Similarly, Khulood Noorani, who is married and has a three-year old son, says, "I think most teenage boys who don't have girlfriends visit such Web sites." While she doesn't view cyber sex as cheating, she does feel disgusted by the concept. "As long as it's not an addiction, it's okay," she says.

Her husband, Awais, sheepishly admits to having visited cyber sex sites but is quick to point out that he hasn't gone to a pornographic site in the past five years after his marriage. "The most popular form of cyber sex I know of is where you and the person you're having cyber sex with have Web cams and 'do stuff'," he says.

But is it cheating? "Absolutely not!" he says, vehemently. "If it's not real, if you can't feel it, if the girl on the other side is not in the same room as you, then it's not cheating."

Vidhi C, who views cyber sex as "Two people getting really horny together on the Net," feels that cyber sex does amount to cheating. "You're not generally surfing on the Net, but you're seeking a person out and talking to them about intimate stuff which constitutes cheating according to me," she says. "Especially with a Web cam, it's so much more personal, you know the person on the other side, so that's cheating. And I wouldn't like it at all!"

"Actually, what is really cheating?" asks Amit Mathur, whose girlfriend works in Australia. "If you're in a relationship with someone and go out on a date with someone else, I wouldn't think of it as cheating. But if it's something you're doing on the sly, and if you're taking action on it, then it would be cheating."

Mathur views cybersex as a sort of game where, "you have these fantasies in your mind and you have this wonderful machine sitting in front of you that generates some sort of response and you're interacting with it.
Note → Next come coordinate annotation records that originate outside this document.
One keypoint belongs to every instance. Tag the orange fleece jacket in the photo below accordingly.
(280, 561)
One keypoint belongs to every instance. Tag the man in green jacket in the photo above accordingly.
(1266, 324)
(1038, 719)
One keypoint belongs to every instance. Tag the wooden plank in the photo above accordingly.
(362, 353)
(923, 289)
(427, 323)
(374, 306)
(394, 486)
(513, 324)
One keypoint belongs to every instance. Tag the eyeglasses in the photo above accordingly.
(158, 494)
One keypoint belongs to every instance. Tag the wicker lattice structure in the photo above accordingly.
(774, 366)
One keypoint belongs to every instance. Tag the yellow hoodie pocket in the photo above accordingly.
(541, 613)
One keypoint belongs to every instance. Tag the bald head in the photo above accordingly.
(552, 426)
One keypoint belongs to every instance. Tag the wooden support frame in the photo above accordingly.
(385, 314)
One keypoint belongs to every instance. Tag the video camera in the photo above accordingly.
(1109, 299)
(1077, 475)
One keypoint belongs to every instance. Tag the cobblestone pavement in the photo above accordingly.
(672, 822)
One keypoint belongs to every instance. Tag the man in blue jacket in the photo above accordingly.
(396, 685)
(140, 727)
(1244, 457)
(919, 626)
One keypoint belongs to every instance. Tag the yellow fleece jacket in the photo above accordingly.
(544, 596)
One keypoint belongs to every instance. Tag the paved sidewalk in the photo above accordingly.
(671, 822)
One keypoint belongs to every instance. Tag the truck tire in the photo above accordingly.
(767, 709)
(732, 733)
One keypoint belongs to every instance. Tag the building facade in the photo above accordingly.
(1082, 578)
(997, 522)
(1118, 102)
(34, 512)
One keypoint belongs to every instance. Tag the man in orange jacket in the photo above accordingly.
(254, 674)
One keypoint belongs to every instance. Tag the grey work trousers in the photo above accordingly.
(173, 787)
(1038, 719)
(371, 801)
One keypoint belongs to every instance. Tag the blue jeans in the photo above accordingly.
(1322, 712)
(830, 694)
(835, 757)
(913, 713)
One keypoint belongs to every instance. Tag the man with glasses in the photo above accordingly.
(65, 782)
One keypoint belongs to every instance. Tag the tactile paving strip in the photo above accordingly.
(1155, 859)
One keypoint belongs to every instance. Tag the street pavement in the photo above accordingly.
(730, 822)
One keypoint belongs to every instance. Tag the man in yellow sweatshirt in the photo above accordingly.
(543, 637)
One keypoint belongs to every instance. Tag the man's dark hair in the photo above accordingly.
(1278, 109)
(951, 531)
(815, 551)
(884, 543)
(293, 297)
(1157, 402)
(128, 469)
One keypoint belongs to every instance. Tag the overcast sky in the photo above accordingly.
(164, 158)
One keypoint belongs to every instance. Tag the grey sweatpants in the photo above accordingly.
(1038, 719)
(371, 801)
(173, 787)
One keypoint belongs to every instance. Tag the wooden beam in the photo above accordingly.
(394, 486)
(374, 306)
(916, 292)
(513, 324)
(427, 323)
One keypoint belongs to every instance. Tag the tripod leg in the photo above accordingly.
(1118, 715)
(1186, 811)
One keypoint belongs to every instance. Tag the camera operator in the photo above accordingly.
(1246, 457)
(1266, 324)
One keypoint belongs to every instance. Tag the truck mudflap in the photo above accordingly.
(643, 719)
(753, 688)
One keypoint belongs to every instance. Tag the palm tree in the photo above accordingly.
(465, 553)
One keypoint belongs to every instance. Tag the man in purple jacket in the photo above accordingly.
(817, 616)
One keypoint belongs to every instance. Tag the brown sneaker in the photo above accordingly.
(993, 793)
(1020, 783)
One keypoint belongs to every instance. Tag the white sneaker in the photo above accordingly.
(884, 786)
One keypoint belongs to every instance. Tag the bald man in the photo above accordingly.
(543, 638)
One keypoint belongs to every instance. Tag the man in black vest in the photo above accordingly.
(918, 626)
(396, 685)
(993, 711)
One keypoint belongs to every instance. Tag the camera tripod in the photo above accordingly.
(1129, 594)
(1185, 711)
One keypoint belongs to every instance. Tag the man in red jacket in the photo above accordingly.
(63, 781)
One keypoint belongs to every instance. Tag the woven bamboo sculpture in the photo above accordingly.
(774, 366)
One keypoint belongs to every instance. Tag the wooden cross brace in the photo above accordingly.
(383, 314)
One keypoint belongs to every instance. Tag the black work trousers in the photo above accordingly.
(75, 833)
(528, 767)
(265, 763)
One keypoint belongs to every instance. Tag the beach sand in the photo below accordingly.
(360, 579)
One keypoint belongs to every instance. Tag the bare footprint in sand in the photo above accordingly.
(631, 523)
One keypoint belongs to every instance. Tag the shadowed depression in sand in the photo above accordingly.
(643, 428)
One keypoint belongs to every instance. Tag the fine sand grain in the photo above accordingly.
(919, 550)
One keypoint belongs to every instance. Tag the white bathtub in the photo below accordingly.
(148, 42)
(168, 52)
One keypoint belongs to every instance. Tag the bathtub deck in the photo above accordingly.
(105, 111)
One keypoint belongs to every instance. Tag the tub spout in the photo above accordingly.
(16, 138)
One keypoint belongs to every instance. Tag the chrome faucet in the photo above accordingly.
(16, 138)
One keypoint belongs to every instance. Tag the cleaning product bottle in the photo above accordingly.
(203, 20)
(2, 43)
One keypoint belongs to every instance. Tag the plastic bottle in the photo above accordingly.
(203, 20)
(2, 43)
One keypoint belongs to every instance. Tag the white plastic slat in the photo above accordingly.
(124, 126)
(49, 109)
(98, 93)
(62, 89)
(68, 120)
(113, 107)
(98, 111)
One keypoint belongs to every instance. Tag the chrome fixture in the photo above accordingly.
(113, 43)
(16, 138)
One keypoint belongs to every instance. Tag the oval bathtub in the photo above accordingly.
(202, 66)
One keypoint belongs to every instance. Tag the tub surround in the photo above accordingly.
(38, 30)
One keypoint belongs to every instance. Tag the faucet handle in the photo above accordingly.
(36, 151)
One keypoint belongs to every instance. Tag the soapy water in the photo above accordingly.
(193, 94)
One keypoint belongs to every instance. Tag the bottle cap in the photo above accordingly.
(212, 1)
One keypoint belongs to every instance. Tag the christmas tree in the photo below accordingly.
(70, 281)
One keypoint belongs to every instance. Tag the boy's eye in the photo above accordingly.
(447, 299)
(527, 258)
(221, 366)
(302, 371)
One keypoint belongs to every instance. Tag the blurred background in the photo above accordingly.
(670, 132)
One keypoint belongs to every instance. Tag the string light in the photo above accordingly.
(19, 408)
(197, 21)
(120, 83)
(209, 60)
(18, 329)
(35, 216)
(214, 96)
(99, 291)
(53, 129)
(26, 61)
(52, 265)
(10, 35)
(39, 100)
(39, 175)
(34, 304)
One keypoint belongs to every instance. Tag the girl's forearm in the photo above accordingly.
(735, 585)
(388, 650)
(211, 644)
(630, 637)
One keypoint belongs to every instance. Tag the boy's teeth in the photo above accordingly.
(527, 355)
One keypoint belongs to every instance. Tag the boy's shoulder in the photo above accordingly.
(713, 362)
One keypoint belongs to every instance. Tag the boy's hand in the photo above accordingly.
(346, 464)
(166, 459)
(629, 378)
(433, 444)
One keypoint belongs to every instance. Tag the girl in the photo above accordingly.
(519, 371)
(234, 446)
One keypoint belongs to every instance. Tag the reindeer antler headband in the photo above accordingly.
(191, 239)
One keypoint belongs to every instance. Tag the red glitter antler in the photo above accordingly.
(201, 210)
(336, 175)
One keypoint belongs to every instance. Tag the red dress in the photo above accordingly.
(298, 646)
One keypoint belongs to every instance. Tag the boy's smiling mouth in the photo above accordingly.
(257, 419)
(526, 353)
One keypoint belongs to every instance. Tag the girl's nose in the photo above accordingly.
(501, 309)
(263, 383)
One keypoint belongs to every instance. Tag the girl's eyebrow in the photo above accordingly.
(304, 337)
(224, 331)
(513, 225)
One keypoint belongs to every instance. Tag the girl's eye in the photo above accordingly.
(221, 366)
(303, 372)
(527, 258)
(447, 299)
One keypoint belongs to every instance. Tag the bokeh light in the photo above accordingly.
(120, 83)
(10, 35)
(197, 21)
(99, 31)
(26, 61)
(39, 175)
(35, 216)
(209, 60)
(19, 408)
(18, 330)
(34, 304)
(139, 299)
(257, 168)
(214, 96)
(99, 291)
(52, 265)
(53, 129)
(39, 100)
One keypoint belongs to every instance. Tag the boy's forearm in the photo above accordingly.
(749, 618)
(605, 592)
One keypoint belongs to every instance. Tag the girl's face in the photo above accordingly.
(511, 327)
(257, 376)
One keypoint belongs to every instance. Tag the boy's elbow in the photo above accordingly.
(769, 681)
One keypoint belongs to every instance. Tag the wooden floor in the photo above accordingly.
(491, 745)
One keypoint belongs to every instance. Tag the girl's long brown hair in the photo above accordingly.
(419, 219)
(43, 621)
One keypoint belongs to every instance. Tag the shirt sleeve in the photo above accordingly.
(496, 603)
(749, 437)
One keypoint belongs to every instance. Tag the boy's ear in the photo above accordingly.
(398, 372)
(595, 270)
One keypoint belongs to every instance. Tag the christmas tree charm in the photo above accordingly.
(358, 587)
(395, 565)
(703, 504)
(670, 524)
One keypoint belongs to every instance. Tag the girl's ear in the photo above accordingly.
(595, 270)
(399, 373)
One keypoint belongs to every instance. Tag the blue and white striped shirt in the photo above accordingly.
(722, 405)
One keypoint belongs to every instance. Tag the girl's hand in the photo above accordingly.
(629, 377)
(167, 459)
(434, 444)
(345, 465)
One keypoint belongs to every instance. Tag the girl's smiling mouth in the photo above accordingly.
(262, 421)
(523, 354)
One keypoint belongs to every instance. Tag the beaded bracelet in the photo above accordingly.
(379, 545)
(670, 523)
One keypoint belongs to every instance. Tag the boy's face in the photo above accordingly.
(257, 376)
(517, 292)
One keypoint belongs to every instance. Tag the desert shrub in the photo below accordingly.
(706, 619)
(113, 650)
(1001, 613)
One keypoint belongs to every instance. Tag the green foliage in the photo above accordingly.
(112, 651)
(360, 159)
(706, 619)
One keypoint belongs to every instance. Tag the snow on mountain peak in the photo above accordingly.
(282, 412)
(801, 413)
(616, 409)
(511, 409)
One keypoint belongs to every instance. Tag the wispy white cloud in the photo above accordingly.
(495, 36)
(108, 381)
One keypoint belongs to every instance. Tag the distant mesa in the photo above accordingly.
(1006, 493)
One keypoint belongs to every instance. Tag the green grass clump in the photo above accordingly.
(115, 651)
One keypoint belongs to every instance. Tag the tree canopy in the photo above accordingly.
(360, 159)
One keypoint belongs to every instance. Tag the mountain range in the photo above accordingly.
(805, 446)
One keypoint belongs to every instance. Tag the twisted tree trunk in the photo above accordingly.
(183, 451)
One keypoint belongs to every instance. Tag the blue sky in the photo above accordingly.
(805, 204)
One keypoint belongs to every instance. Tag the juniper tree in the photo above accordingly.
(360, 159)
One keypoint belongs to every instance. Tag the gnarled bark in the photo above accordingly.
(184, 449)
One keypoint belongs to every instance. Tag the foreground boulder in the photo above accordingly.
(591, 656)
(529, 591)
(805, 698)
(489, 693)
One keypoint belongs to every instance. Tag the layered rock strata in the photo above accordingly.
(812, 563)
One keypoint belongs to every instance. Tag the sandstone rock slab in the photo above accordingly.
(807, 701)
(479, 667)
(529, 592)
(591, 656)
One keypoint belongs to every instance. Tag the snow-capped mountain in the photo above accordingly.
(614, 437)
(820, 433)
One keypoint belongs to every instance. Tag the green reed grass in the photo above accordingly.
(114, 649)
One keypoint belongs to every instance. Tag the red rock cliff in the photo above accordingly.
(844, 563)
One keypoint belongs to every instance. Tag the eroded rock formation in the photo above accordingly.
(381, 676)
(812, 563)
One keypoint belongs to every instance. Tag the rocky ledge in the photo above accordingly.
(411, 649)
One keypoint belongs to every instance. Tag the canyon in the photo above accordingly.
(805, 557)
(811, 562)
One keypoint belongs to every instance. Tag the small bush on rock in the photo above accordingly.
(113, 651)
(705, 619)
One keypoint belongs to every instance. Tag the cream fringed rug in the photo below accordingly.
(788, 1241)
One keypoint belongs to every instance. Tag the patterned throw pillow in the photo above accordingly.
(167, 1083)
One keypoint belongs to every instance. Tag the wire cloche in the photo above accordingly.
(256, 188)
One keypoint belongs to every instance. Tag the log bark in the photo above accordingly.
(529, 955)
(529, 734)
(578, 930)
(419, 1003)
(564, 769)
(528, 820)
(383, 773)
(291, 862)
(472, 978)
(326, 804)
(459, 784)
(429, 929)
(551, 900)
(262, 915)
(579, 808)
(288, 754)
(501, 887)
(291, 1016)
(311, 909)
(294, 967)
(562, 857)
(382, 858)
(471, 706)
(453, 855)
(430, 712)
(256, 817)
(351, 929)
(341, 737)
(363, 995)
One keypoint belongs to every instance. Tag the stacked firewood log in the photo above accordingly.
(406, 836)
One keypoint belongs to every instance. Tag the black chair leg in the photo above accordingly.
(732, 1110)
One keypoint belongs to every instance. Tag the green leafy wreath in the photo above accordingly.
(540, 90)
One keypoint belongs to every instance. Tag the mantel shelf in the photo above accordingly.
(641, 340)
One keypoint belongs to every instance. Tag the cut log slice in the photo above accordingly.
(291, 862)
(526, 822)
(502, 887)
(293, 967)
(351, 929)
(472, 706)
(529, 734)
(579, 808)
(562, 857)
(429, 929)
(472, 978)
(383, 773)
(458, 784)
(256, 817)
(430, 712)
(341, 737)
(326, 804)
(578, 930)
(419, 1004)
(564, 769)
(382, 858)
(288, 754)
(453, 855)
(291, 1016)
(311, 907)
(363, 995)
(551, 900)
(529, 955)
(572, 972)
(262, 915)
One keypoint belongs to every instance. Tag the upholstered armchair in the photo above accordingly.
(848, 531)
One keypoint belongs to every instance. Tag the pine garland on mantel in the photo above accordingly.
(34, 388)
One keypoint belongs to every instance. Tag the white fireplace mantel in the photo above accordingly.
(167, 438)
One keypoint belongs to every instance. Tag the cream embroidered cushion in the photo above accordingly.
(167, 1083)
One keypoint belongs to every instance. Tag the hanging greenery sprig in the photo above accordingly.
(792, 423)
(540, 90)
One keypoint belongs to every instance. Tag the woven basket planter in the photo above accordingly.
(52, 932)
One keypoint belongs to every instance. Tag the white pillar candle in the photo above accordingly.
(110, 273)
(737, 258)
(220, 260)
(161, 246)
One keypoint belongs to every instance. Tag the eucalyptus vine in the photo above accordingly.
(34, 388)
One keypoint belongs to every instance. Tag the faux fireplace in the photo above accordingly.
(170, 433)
If it goes beyond that, where you meet the person you're interacting with on the Net, then that's definitely cheating."

Rathore shares similar views. "For me, anything that happens on the Internet is like playing a game, sort of like a Lara Croft Tomb Raider virtual obstacle race," she says. She does, however, admit that if the person she is involved with uses a sex phone line or enters a chat room where he indulges in sex talk, she would be disgusted and angry.

"I think people who indulge in cyber sex do it more out of curiosity," says Ritika. "I can't see them having long term relationships of the Net."

However, psychiatrist Dr Pervin Dadachanji has a different viewpoint. "I've read studies of how people have become so addicted to cyber sex that they've moved beyond the Net to meeting the people they chat with and having one-night stands with them," she says. "This is an extreme case, but it does happen when the person is obsessed with cyber sex and becomes addicted to it."

Dr Dadachanji feels that the Net can fulfil the need for variety in a stable relationship. "It may start off harmlessly with a little flirting on the Net, where there's no commitment, you're not under stress to perform and you're anonymous," she says. "But if you have a bit of an addictive personality it could escalate and become a real problem."

According to her, there is a lot of guilt among people who indulge in cyber sex but it's more than just this aspect that kills a relationship. "Being on the Net intrudes on time you would spend with your spouse. So it's obviously detrimental to a relationship because once you're addicted, you would spend less time with your partner and more on the Net."